A San Diego man who led a criminal ring that defrauded Apple out of at least $6.1 million by swapping fake iPhones and iPads from China for real ones in the U.S. and Canada was sentenced Monday to four years and three months in federal prison.
Zhiwei “Allen” Loop Liao, 36, admitted that he was the leader of an aggressive and prolific exchange fraud scheme that also included his two brothers, each of their wives and more than a half-dozen other co-conspirators in the U.S. and China.
Prosecutors unsealed a 76-count indictment against the brothers and their co-conspirators in 2019 on the same day the FBI raided several San Diego-area homes and businesses connected to the Liao family, who are naturalized U.S. citizens from China. Zhiwei Liao pleaded guilty to a single criminal count of conspiracy to traffic in counterfeit goods in 2022 as part of a package plea agreement with many of the other defendants.
“You came up with all this and ran it all,” U.S. District Judge Cynthia Bashant told Liao on Monday.
Bashant previously sentenced Liao’s brothers, Zhimin “Jimmy” Liao and Zhiting “Tim” Liao, to three years and five months each in prison. The three wives were each sentenced to probation.

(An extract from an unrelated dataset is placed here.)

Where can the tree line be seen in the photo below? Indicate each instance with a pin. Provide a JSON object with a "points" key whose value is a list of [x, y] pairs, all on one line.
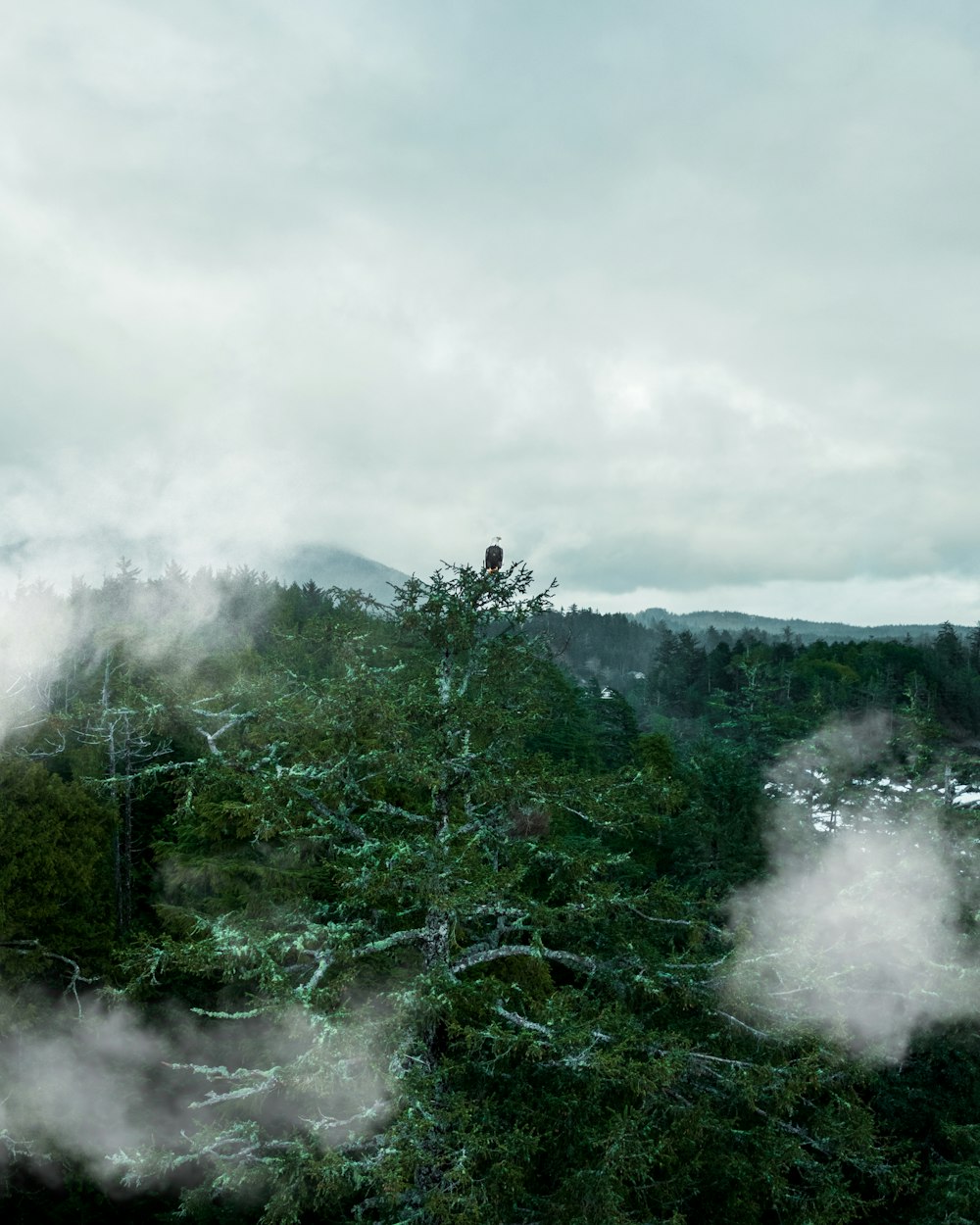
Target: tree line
{"points": [[481, 887]]}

Prosecutors said the exchange scheme began as early as 2011 and worked like this: Counterfeit iPhones and iPads were manufactured in China with serial numbers and International Mobile Equipment Identity — or IMEI — numbers that matched genuine phones and tablets owned by real users that were under Apple warranty. Once the fake products were shipped to San Diego, the defendants would intentionally break them and try to exchange them for real, new devices. Those devices would then be sent back to China and sold at a markup.

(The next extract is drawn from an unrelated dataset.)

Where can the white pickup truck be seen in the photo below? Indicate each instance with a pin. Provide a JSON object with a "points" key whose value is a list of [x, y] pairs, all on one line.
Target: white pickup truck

The defendants fanned out across North America to avoid detection, hitting Apple stores in 40 states and Canada. Liao’s plea agreement states he and his brothers directed their co-defendants “to exchange more than 10,000 counterfeit iPhones for genuine iPhones” and Liao “personally received at least $6.1 million in proceeds.”
Assistant U.S. Attorney Timothy Salel said Monday in court that Liao communicated with counterfeiters in China and imported the fake devices; paid the couriers who executed the exchanges; exported the fraudulently obtained real devices to China; and directed wire transfers connected with the conspiracy.
Salel said the other defendants “all pointed to (Liao) as the leader.”
Defense attorney Jan Ronis said his client micro-managed the criminal conspiracy — but also the package plea deal for him and his family that resolved the case.
“He was motivated by his desire to financially provide for his family,” Ronis wrote in sentencing documents. “In his misguided efforts he involved his family in the conspiracy as a way to also ensure their financial success but now realizes he has put them in a precarious situation. He has expressed remorse for his decisions and given the opportunity again he would not have gotten involved.”
As part of their plea package, the defendants forfeited five homes worth about $4.1 million and more than $250,000 in criminal proceeds, Salel said.